Séries télé, hits du moment et bandes dessinées… Bienvenue en pop’philosophie ! Ce vaste continent dédié à la métaphysique du futile et de l’accessoire s’est imposé en une dizaine d’années à peine dans les maisons d’édition, les médias, les colloques et les festivals. Le principe consiste à entremêler concepts philosophiques et culture de masse, en posant des questions telles que : qu’est-ce que l’amour sur un site de rencontres ? Quel est le projet politique de Superman ? Existe-t-il une essence individuelle sous le rouge à lèvres et le mascara ?
Au premier abord, c’est tout simplement de la vulgarisation. Le pop’philosophe Thibaut de Saint Maurice 1 montre ainsi à ses élèves de terminale que la série Desperate Housewives peut les aider à comprendre la théorie du bonheur d’Arthur Schopenhauer. La démarche n’est d’ailleurs pas forcément nouvelle, puisque Platon encourageait déjà ses lecteurs à rechercher des vérités éternelles dans les objets banals ou même « grotesque – par exemple poil, boue, crasse, ou toute autre chose, même la plus dépréciée et la plus vile 2 ».

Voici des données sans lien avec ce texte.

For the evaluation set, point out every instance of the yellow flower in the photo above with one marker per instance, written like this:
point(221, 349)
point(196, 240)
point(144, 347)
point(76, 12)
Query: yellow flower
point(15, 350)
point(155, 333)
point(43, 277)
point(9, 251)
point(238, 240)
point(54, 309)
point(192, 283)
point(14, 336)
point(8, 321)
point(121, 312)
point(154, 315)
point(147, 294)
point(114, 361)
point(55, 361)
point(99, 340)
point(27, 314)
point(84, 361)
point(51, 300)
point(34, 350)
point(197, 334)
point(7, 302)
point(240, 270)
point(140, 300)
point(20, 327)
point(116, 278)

Plus près de nous, Jean-Paul Sartre s’appuyait également sur des exemples très « terre à terre » pour expliciter ses thèses sur L’Être et le Néant (1943) : l’attitude d’un garçon de café, d’une femme courtisée, d’un homme regardant par le trou de la serrure, etc. Cette pédagogie se retrouve aujourd’hui dans la pop’philosophie de Francis Métivier, fan de rock, ou de Sophie Chassat, plutôt portée sur la mode 3. S’ils poussent la vulgarisation un cran plus loin, leur but est d’adopter un ton décomplexé pour aider un large public à aborder des concepts difficiles.